At one of the fields, they harvested sacks of oca which they then carried on their backs to the Pelechuco River, a forty-minute hike. The riverbank looked as if it had been bombed; several metre-wide holes pitted the earth, each one dug so close to the other you needed to tiptoe along their narrow ridges to avoid falling in. Each of the pits was filled with water, hay and handfuls of muna (Andean mint). The sack of oca was lowered in and weighed down by stones where it would be left for at least a month. Over the loud rush of the Pelechuco, one of the women, Vasillia, lifted out some of the rocks, reached her arm into the cold water of the pit and pulled up one of the older sacks.
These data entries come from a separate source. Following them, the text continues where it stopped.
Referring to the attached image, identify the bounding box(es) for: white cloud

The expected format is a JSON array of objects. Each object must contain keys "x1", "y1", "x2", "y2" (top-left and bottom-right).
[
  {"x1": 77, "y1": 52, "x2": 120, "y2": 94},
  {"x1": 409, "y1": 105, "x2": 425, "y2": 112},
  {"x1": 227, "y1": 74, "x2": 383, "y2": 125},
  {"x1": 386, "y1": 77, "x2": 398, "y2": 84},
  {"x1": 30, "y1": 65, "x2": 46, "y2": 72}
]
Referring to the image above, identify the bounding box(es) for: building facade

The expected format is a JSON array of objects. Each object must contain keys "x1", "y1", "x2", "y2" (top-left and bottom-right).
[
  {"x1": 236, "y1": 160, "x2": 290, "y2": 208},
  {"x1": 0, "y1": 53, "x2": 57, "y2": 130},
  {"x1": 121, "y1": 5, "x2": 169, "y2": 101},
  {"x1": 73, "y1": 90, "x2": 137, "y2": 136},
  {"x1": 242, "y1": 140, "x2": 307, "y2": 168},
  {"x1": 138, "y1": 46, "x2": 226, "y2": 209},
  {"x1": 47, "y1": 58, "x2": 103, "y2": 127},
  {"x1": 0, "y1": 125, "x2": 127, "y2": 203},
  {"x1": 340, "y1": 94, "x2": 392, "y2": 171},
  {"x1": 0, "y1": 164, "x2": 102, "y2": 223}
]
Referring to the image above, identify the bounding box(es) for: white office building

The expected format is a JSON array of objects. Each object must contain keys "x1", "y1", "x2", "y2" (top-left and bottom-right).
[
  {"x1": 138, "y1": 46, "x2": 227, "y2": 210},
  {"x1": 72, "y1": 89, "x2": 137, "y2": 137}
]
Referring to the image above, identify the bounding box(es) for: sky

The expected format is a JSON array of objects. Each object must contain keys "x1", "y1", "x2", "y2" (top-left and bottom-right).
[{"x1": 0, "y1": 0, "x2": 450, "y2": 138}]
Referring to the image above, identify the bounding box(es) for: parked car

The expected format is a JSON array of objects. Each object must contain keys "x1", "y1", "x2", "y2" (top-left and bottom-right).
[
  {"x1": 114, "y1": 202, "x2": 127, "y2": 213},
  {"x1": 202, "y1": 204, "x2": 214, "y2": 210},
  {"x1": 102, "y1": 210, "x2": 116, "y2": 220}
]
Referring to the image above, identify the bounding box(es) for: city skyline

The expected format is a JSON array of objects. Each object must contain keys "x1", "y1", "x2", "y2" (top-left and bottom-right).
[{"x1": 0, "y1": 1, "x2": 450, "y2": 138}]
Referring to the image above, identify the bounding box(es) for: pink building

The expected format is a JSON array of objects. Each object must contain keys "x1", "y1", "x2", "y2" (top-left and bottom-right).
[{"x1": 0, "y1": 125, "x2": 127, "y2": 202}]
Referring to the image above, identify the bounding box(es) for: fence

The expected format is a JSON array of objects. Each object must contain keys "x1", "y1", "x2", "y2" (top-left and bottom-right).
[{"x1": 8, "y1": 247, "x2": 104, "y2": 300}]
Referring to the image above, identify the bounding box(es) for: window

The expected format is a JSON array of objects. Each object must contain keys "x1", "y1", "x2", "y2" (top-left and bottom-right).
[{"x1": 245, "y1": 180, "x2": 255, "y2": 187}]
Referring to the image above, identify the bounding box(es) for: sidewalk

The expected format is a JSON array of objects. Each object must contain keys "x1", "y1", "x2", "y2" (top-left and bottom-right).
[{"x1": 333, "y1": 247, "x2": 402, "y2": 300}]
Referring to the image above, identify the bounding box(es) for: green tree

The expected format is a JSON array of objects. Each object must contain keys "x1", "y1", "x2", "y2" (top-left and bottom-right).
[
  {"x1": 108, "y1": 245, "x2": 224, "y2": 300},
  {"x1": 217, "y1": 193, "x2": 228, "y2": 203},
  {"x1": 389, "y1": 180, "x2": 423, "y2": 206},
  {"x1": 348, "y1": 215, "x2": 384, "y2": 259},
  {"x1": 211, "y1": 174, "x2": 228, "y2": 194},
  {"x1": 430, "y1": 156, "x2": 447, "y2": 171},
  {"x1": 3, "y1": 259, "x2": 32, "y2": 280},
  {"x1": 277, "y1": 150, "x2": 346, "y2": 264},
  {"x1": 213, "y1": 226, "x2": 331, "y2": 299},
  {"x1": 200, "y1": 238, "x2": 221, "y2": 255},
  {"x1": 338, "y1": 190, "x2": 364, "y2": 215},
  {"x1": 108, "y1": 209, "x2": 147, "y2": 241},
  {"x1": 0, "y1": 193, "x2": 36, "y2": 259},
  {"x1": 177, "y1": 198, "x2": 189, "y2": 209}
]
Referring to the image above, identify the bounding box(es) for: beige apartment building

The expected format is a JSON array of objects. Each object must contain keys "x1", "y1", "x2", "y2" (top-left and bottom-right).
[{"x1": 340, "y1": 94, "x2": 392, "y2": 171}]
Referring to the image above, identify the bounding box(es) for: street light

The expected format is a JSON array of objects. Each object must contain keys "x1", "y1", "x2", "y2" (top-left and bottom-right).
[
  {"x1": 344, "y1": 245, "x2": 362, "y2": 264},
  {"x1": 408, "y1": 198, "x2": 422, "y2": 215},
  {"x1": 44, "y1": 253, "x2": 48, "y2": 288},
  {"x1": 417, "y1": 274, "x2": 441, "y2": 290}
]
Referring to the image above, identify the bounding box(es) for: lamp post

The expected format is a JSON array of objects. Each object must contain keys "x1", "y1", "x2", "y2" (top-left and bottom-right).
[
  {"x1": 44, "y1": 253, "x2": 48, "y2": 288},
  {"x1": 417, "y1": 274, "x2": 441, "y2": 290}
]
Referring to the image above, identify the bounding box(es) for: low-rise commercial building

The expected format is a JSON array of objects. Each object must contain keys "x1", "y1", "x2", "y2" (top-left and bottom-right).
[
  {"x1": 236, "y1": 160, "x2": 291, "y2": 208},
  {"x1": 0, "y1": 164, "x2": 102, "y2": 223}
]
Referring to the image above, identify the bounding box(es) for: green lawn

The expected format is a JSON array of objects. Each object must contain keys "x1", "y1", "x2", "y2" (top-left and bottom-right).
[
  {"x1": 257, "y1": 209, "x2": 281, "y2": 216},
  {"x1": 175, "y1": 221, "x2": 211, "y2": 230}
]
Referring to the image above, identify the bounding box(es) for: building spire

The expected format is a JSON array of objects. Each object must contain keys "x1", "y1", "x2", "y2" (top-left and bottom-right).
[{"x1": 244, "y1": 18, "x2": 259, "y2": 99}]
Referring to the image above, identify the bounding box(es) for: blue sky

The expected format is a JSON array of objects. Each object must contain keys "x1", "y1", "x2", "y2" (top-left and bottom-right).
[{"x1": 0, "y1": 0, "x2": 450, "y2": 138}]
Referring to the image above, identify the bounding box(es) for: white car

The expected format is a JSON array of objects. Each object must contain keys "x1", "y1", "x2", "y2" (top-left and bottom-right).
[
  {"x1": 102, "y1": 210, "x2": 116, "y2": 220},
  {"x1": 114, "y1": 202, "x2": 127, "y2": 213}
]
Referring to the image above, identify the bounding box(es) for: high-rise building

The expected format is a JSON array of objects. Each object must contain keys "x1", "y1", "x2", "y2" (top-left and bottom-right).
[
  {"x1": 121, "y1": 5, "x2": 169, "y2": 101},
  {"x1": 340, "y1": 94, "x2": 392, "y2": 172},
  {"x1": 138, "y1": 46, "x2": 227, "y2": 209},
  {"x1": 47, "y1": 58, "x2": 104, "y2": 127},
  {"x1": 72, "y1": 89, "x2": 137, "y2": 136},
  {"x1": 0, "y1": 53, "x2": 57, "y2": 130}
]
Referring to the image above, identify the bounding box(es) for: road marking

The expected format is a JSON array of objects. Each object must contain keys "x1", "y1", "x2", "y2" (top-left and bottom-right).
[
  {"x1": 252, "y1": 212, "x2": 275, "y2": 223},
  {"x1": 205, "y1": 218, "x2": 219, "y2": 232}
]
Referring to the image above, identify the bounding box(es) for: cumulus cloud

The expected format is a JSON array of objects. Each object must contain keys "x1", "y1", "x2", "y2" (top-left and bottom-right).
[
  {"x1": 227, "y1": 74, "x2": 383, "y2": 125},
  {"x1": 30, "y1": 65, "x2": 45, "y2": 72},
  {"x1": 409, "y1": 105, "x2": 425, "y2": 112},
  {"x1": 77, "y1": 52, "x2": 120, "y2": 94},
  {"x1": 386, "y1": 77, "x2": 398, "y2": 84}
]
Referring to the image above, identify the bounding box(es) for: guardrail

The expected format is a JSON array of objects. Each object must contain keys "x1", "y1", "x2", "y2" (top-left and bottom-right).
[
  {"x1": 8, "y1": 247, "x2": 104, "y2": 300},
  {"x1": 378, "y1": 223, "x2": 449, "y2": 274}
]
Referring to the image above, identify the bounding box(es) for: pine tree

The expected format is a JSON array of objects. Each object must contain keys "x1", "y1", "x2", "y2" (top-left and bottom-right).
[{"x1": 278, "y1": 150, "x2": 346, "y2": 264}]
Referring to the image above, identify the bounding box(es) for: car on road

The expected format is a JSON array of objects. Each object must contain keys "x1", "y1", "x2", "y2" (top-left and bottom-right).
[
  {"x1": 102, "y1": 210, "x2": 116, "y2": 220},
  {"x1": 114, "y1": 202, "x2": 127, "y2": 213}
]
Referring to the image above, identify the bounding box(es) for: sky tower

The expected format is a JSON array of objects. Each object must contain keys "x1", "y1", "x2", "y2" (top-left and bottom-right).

Pinching a tuber that was losing its skin, she shook her head. ‘Not yet,’ she said, ‘another week.’ It needed to be soft and feel like a sponge. By then, the sourness of the acid would have leached away.


From here, the oca that are ready are taken further up the mountain and spread out across the ground like chuño on the altiplano. For around a week, the oca goes through the cycle of freezing and thawing. ‘When they start to look as if they are rotten, we press them,’ Vasillia explained. And so, on the freezing mountainside, they walk barefoot to force out the last of the moisture. When they are dry, flat and dark in colour, the tubers are taken to the village.


Inside a small kitchen, the women took pieces of dried oca – like charred pieces of blackened wood – and ground them down to make a dough. A strong, sweet smell of farmyard (a legacy of the fermented hay placed inside the pits) hung in the air as salt, herbs and sugar were added to the dough which was then moulded into mini-burger-sized pieces. Fried in corn oil, they became hard chewy discs that tasted part treacle, part liquorice and part barnyard.


On the day I left the Apolobamba, the village held an atapi, a communal meal that brought all of the surrounding villages together. Some had walked for miles so they could swap news and share food. Spread over blankets were the various tubers the communities had brought with them; fifty or sixty types of oca, chuño, tunta and native potatoes of different shapes, sizes and colours. Each tuber was adapted to its village, some higher up the mountain, some lower, making the feast a celebration of diversity.